When Gina DeMillo Wagner’s 6-year-old son began asking for an American Boy doll last year, she went to great lengths – at a low cost (less than $50!) – to give her boy the doll of his dreams. Currently, the company that makes the American Girl dolls does not make a boy version of the toy. The doll she started with is actually a Madame Alexander brand doll.
And it wasn’t just any doll he was after – Miles wanted one that looked just like him since his older sister had an American Girl doll that looked just like her.
Wagner was inspired to take on the DIY project after a friend jokingly suggested she “get a girl doll and give it a haircut.” One swift makeunder later (she gave the doll a haircut, used acetone to remove the doll’s lipstick and blush, and trimmed the eyelashes), and Miles had his perfect doll, which he decided to name Fred Jones, possibly better known as Freddy from Scooby Doo. His sister named her doll Daphne.
As for whether her crafty endeavor has inspired her to take on more DIY toy projects in the future, Wagner says, “I don’t have any specific plans right now, but I did download some sewing patterns for 18-inch dolls, so if we want to make Fred some new T-shirts, we might do that!”
I don’t know about you, but this time of year makes me want to pull on snuggly socks, bury myself beneath a cozy blanket (hand-crocheted, of course!), and dive into a good book. Or perhaps dive into a sewing project inspired by a good book – Harry Potter, to be specific.
Marissa over at Raegun Ramblings has posted a tutorial for just such a project: the Hogwarts Textbook Skirt. Her write-up includes a 20-minute a-line knit skirt tutorial (including “super-easy hemming knits trick”), which you can then embellish with your choice of Hogwarts-required reading. I love her furry Monster Book of Monsters with googly eyes! I also love that you could easily add textbook embellishments to a ready-made skirt for an even quicker project.
What textbooks would include on your skirt? Let us know in the comments below!
Links of Interest:
Just in time for Halloween, Darkspectre Custom Couture of Newberry, FL, posted this image of a gender bent Jack Skellington dress on Imgur.

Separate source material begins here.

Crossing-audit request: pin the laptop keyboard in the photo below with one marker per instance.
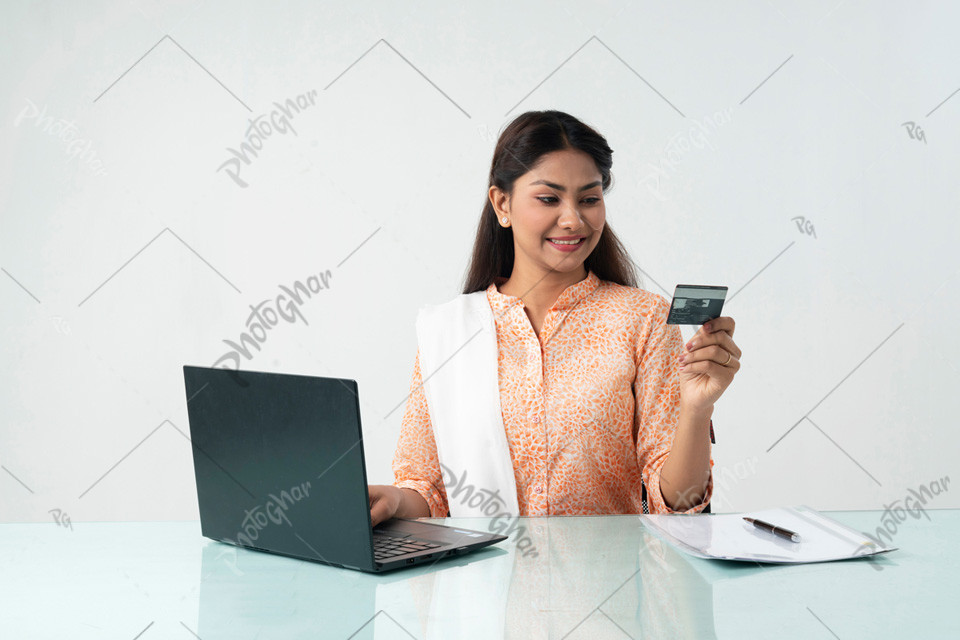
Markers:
(386, 547)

It is a one of a kind commission piece, and the store do not have any more in stock, as all of their items are hand crafted and made to order. Their garments are not costumes, but rather, they are actual clothing quality pieces and meant for wear. This dress was in the works for four months.

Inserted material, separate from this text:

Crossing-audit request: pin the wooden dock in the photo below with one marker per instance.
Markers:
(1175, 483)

While browsing the $1-$3 section at my local Target (I love that section), I saw these awesome Star Wars keychains for a mere $1 each (they also had Vader and a stormtrooper). They are made of silicone, I think. I had just recently bought a vew small backpack (a sling bag) to take to work and needed some geeky accents on it and I thought these would be perfect (and CHEAP). R2 ended being too big so he now dangles from my rear view mirror in my car and the Star Wars logo is attached to my backback. I didn’t like the fact that the backs are just plain (no design) so I ended up going back and buying two more and supergluing them back to back so no matter which side they flip to, you can see what it is. I removed the chain on the Star Wars one for my backpack and left it on R2 so he can dangle.
Here’s the Star Wars logo on the packpack:
Looks pretty good for only $2! The Space Invader is made of Perler beads my daughter made for me and the stormtrooper key chain I got at Amazon for $4 before I found the Target ones.
I love Transformers. I love Doctor Who. So, what’s not to love about a 3-D printed, actual working/transforming Tardimus Prime??!! Seriously. What’s not to love? Inspired by Jason Casteel’s TARDIS Prime artwork, user Ellindsey designed and created this 3-D printed realization, and it actually transforms. What’s even cooler is you can find Ellindsey’s CAD files and instructions for building your own. Oh, for a 3-D printer. Even you don’t have one, you should definitely check out the link for the additional pictures. Transform and roll out!
Usiris23 posted a tutorial (and the cupcakes were made by Instructables user SemadarG ) over on Imgur on how to make these scrumptious zombie teeth cupcakes for Halloween. Believe it or not, everything on top of the cupcake is actually just fondant and food coloring.
The fresh blood finish is made by mixing red coloring gel with drops of vodka of lemon extract. The dried blood is a mix red with a drop of royal blue and drops of vodka/lemon extract. Using a brush, apply the “fresh blood” color mix around the torn skin tissue, and apply the “dried blood” color mix around the gums, especially where the gums meet the skin tissue.
Can you imagine biting into one of these, if it were a red velvet cupcake?